Simply, as shown in Figure 1, by initial searching for the candidates shared in a replicate runs of one experimental group [All] and, at the same time, absent elsewhere in the counterpart group [None]. Assuming unbiased mass analysis, selection of shared protein candidates in one group will ascertain the consistency and relative high abundance (when compared to counterpart group) of a given protein. Meanwhile, the absence of the same candidate in the counterpart group (not necessary shared but even in a single run as well) indicates its low abundance or lack of translation. Practically, search can be done in a simple and robust way by activating our pre-prepared visual basic code (VBA) within excel spreadsheet (supplement 1), pasting VBA code and start comparison. Any desired database identifier could be used for comparison (IPI, Uniprot, GeneID, etc.). In the next step, significantly abundant proteins (based on its visualization in a run) will be searched for its quality based on peptide scoring and Ms/Ms spectra which is expressed finally as protein score. To this point, the researcher can set his desired criteria for accepting or rejecting those proteins. In our experience, we confirmed the high confidence, high quality of a given protein when its corresponding peptides mostly over 2 and its scores were above identity and homology threshold of MOWSE algorithm [8,9] used in Mascot search [10]. High through put and accurate orbitrap mass spectrometry allows nowadays accepting protein with single peptide identification. These above mentioned two filters assure selecting highly significant and confidence protein candidates. In a previous experiment to validate efficiency and accuracy of this method, a comprehensive comparison between both wild type and aquaporin 8 knockout mice proteomes using All and None showed significantly down regulation of α amylase 2 on both transcriptional and translational levels [11].
Pros and cons
The usefulness of "All and None" search strategy lies in its easy-touse methodology. Added that, to our knowledge, high stringency used in this approach is usually accompanied by successful confirmation when validated immunologically (Figure 2). Flexibility in setting up criteria for accepting a significant protein based on its peptides is also applicable according to researcher's vision. Finally, rapid selection of top differentially significant protein which is more liable to be a biomarker candidate is the most important feature in this approach. While "All and None" provides a shortcut way to find out differentially targeted proteins-based biomarker, one should be aware on the drawbacks of using such approach. For instance, the simplicity of the approach makes it basically a tool for initial screening and away from a comprehensive speculation. Moreover, other proteins which can be detected in both experimental groups with less significance will be ignored. Indeed, those might be important and still significant. Moreover, researchers should note that successful picking of possibly significant biomarker using All and None depend greatly on the quality of mass analysis result [as All and None starts where Mass spectrometry ends] Finally, it seems to us noteworthy to mention that "All and None" from its name do not provide any quantitative information about over/ under regulated proteins; instead, it scans for possible biomarkers as initial step.
Conclusion
Applying "All and None" searching strategy enables us to select differentially significant proteins that most possibly found in one group with multiple folds difference when compared to the counterpart group. In the later, same candidate is not shown in the search due to its absence or very low abundance. In a next step, quality of those protein candidates is checked through their peptide scoring and Ms/ Ms spectra to assure high confidence. This approach can be helpful in fishing candidate of interest from Proteomic Ocean in an easy way.

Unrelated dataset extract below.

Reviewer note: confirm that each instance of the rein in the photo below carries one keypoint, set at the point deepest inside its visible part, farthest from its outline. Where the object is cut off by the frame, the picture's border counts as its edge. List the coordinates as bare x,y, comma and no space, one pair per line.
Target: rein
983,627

Financial & competing interest disclosure
This work was supported by JSPS (Japan Society for Promotion of Science) Grant-in-Aid for scientific research (B) to Dr. SM (23790933) from Ministry of Education, Culture, Sports, Science and Technology of Japan. "All and None" is an approach created and published by S.M. The funders had no role in study design, data collection and analysis, decision to publish, or preparation of the work.